Pois nunca foi melhor,
tampouco pior, foi uma mudança sem adjetivo. Gostamos de ter esse olhar
dicotômico sobre as coisas, mas na vida quase nada funciona assim. Uma
circunstância pode ser boa ou ruim, mas pode também ser diferente,
incompreensível, inusitada, morna... contundo, algumas certezas podem ser
verificadas.
Por exemplo, quando uma pessoa
muito próxima sai da nossa vida, deixa-nos uma sensação de desajuste, como
quando se sonha com situações excêntricas sem haver uma justificativa plausível
que decifre aquele universo contraditório, e segue-se o desassossego do sonho,
onde vivenciamos tudo sem o acalento da procedência. Isso é diferente de quando
morre alguém próximo, pois a morte é definitiva demais, não há o consolo da
dúvida, nem o afago da esperança..., quando alguém próximo morre, ocorre-nos um
vazio que jamais será preenchido, e quanto maior for e tempo de uma vida, mais
e mais partes vazias vão se acumulando em nós.
A velhice é uma instância de
incontáveis vazios.
Outra certeza é o desconforto que
ocorre no reencontro com a pessoa que foi embora. É curioso como poucos dias
separados e já se nota mudanças na aparência, no comportamento, no modo de se
expressar, nas feições..., a metamorfose acelerada soa quase como uma ofensa,
como se o outro houvesse passado por um exorcismo e agora se encontra
completamente livre da possessão que representávamos em sua vida.

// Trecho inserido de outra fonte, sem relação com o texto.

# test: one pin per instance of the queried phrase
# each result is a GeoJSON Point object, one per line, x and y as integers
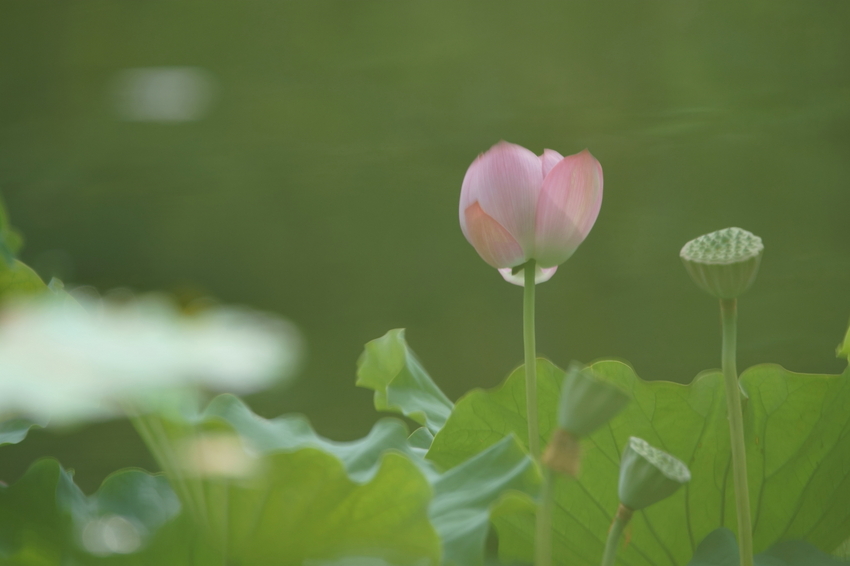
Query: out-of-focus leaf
{"type": "Point", "coordinates": [307, 501]}
{"type": "Point", "coordinates": [19, 279]}
{"type": "Point", "coordinates": [720, 548]}
{"type": "Point", "coordinates": [46, 520]}
{"type": "Point", "coordinates": [465, 495]}
{"type": "Point", "coordinates": [482, 418]}
{"type": "Point", "coordinates": [389, 367]}
{"type": "Point", "coordinates": [798, 446]}
{"type": "Point", "coordinates": [13, 431]}
{"type": "Point", "coordinates": [462, 497]}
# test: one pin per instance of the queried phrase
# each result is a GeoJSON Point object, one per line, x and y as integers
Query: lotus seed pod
{"type": "Point", "coordinates": [723, 263]}
{"type": "Point", "coordinates": [587, 402]}
{"type": "Point", "coordinates": [648, 475]}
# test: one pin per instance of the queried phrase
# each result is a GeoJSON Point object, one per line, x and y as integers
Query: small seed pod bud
{"type": "Point", "coordinates": [723, 263]}
{"type": "Point", "coordinates": [586, 403]}
{"type": "Point", "coordinates": [648, 475]}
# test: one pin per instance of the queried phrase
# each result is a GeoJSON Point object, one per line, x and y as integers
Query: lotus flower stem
{"type": "Point", "coordinates": [621, 519]}
{"type": "Point", "coordinates": [543, 531]}
{"type": "Point", "coordinates": [729, 315]}
{"type": "Point", "coordinates": [530, 360]}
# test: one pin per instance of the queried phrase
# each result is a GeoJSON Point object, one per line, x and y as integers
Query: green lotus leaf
{"type": "Point", "coordinates": [390, 368]}
{"type": "Point", "coordinates": [797, 430]}
{"type": "Point", "coordinates": [13, 431]}
{"type": "Point", "coordinates": [720, 548]}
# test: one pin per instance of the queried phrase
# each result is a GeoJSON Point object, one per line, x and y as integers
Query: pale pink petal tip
{"type": "Point", "coordinates": [549, 159]}
{"type": "Point", "coordinates": [541, 275]}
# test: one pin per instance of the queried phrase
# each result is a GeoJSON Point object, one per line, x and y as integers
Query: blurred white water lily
{"type": "Point", "coordinates": [66, 363]}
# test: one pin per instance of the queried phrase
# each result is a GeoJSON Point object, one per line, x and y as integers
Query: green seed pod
{"type": "Point", "coordinates": [587, 402]}
{"type": "Point", "coordinates": [723, 263]}
{"type": "Point", "coordinates": [648, 475]}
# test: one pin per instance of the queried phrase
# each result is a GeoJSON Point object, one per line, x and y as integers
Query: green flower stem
{"type": "Point", "coordinates": [530, 360]}
{"type": "Point", "coordinates": [543, 531]}
{"type": "Point", "coordinates": [624, 515]}
{"type": "Point", "coordinates": [729, 314]}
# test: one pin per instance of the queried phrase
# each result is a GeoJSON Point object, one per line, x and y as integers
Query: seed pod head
{"type": "Point", "coordinates": [724, 263]}
{"type": "Point", "coordinates": [587, 402]}
{"type": "Point", "coordinates": [648, 475]}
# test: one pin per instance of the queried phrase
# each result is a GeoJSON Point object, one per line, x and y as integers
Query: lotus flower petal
{"type": "Point", "coordinates": [540, 275]}
{"type": "Point", "coordinates": [505, 181]}
{"type": "Point", "coordinates": [493, 243]}
{"type": "Point", "coordinates": [567, 208]}
{"type": "Point", "coordinates": [549, 159]}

O cumprimento é esquisito, as
epidermes já não se reconhecem mais. Os olhares são evitados como se pairasse
no ar o receio da reincidência. A mente não sabe formular assuntos coerentes,
restando apenas aquela sucessão de clichês de falar sobre o tempo.
Então chegou o derradeiro dia
em que esbarrei com ela passeando de mãos dadas com outro sujeito, e a
confirmação de que algo havia mudado de maneira irreversível. Ocorre aquela
falsa cordialidade, o cumprimento é cauteloso, escuto ele perguntar quem sou eu
e ela dizer resumidamente “meu ex”. Depois o distanciamento dos passos não me
permite ouvir mais, se ele fez mais perguntas a meu respeito, se ela se delatou
por um gaguejo ou se ele é confiante demais e ignorou minha existência no
minuto seguinte...
Não importa.
Volto para o quarto, o
silêncio sendo cortado apenas pelo ruído do ventilador que deixei ligado.
Resgato o celular sobre a cama e abro o aplicativo de mensagens.
“Encontrei seu livro”.
Dessa vez envio o texto e encerro essa besteira. Esqueci meu copo na estante de livros, então volto para buscá-lo, a noite vai seguir seu curso lento e preciso de mais um pouco de álcool circulando em minha corrente sanguínea para me livrar da melancolia.
Eis outra certeza existente na ruptura: as promessas que são feitas nesse instante da vida, jamais serão cumpridas, como aquela falácia de que sempre seremos amigos. Foi apenas uma promessa, cujo intuito era tornar aquela passagem menos dolorosa.